# Improvement

In this notebook we attempt to improve the results obtained in the paper. Our first strategy is to
train the models for the full dataset rather than 200k records, let's see how
that goes. The code that follows is copied from the previous notebook with only
change being that we did not sample 200k records. This is why we ahve commented it less since all the details for this are already in Notebook 1.

In [1]:
from sklearn.preprocessing import LabelEncoder
import pandas as pd
import torch

# Read relevant columns from the Rossman store sales dataset
relevant_columns = ["Store", "DayOfWeek", "Date", "Sales", "Promo"]
dataset = pd.read_csv("rossmann-store-sales/train.csv",
                      usecols=relevant_columns)

# Filter out records with zero sales
dataset = dataset[dataset["Sales"] != 0]

# Extract year, month, day from the "Date" column
dataset[["Year", "Month", "Day"]] = dataset["Date"].str.split("-", expand=True)
dataset.drop(columns=["Date"], inplace=True)

# Now merge dataset with store states information
state_df = pd.read_csv("rossmann-store-sales/store_states.csv")
dataset = pd.merge(dataset, state_df, how="left", on="Store")
del state_df

# Encode categorical variables using LabelEncoder.
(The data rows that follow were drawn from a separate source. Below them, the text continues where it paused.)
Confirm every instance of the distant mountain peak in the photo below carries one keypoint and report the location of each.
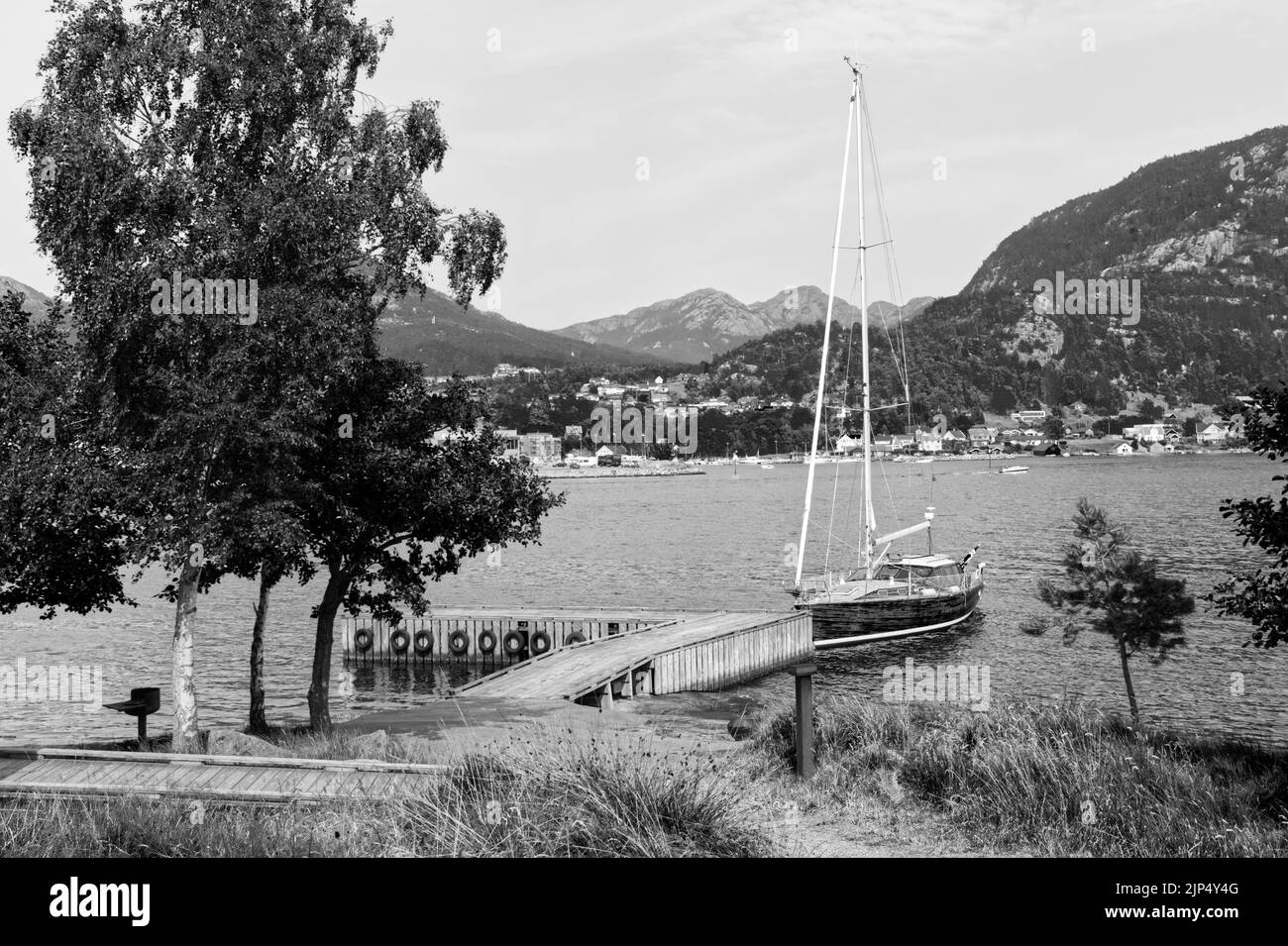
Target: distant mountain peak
(707, 322)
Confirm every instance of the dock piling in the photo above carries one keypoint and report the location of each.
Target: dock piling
(804, 675)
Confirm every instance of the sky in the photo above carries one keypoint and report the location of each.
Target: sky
(642, 151)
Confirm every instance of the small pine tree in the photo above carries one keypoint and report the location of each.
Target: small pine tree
(1111, 588)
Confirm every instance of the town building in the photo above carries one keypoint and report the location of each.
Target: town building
(1214, 434)
(540, 448)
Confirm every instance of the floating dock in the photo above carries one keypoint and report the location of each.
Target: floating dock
(694, 652)
(498, 636)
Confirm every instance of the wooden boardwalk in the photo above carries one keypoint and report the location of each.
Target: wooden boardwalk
(481, 632)
(89, 773)
(698, 652)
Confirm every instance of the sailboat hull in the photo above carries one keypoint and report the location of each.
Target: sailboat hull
(845, 623)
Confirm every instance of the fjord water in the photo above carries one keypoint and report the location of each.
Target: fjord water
(721, 541)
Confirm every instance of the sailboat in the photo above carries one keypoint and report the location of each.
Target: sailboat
(885, 594)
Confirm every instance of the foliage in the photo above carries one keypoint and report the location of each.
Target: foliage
(1261, 596)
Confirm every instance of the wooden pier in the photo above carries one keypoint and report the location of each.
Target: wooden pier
(90, 773)
(694, 652)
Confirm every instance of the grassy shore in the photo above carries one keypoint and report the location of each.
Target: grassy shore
(893, 779)
(1059, 781)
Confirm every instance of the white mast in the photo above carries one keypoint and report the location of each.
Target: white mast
(827, 323)
(868, 519)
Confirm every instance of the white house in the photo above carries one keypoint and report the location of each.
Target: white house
(1214, 434)
(1146, 433)
(848, 444)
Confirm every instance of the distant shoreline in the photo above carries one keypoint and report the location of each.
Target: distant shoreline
(612, 473)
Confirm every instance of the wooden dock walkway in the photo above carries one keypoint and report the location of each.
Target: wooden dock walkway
(91, 773)
(696, 652)
(484, 635)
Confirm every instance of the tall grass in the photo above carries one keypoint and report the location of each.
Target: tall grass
(550, 799)
(1064, 781)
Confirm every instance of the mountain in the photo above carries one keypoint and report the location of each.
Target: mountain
(433, 330)
(37, 301)
(704, 323)
(1206, 236)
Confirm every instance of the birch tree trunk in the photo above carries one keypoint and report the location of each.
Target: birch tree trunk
(187, 735)
(258, 722)
(1131, 690)
(320, 690)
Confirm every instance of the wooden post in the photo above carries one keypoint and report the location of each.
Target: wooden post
(804, 675)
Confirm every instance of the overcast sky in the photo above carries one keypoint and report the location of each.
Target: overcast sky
(738, 108)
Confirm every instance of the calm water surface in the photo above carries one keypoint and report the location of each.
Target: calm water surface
(722, 542)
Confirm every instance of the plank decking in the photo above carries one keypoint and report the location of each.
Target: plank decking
(85, 773)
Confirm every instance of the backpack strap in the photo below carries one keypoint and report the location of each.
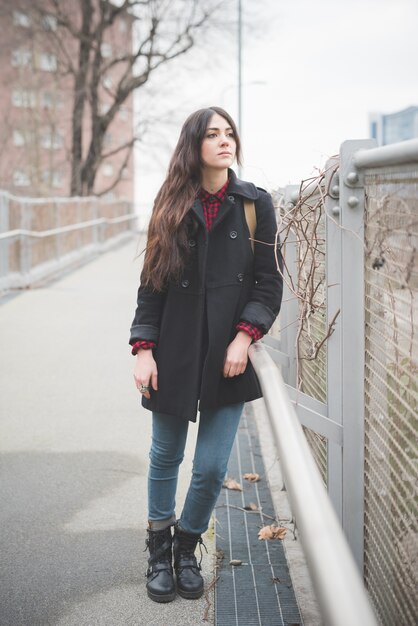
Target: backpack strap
(251, 219)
This just assigns a number to each category
label_encoder = LabelEncoder()
for col in dataset.columns.difference(["Sales"]): # We don't encode the target variable ofc
    dataset[col] = label_encoder.fit_transform(dataset[col])

# We select relevant columns and shuffle the dataset
dataset = dataset[["Store", "DayOfWeek", "Day",
                   "Month", "Year", "Promo", "State", "Sales"]]

shuffled_set = dataset.sample(frac=1)
shuffled_set = torch.tensor(shuffled_set.values, dtype=torch.float) # Convert to tensor for PyTorch training later with float dtype

# Create a temporal set for evaluation purposes. This is the same as the dataset but in reverse order as the dataset is in reverse chronological order
temporal_set = dataset.iloc[::-1].copy()
temporal_set = torch.tensor(temporal_set.values, dtype=torch.float)

del dataset # We don't need the dataset anymore

# An output encoder for normalization of the target variable. 

class OutputEncoder():
    def __init__(self, max_output):
        self.max_output = max_output

    def encode(self, output):
        with torch.no_grad():
            return torch.log(output) / torch.log(self.max_output) # We use log to normalize the output

    def decode(self, output):
        with torch.no_grad():
            return torch.exp(output * torch.log(self.max_output)) # We use exp to reverse the normalization


# Normalize the target variable in both sets
output_encoder = OutputEncoder(torch.max(temporal_set[:, -1]))
temporal_set[:, -1] = output_encoder.encode(temporal_set[:, -1])
shuffled_set[:, -1] = output_encoder.encode(shuffled_set[:, -1])

# Function for train-test split

def test_train_split(dataset):
    split_threshold = int(0.9 * dataset.size(0)) # 90% of the dataset is used for training

    X_train = dataset[:split_threshold, :-1].long()  # We don't need the target variable for the input. We also convert to long dtype because in PyTorch, embedding layers typically expect input of type torch.long (or torch.int64). This is because embedding layers are designed to work with discrete indices, such as those used to represent categories or words.
    X_test = dataset[split_threshold:, :-1].long()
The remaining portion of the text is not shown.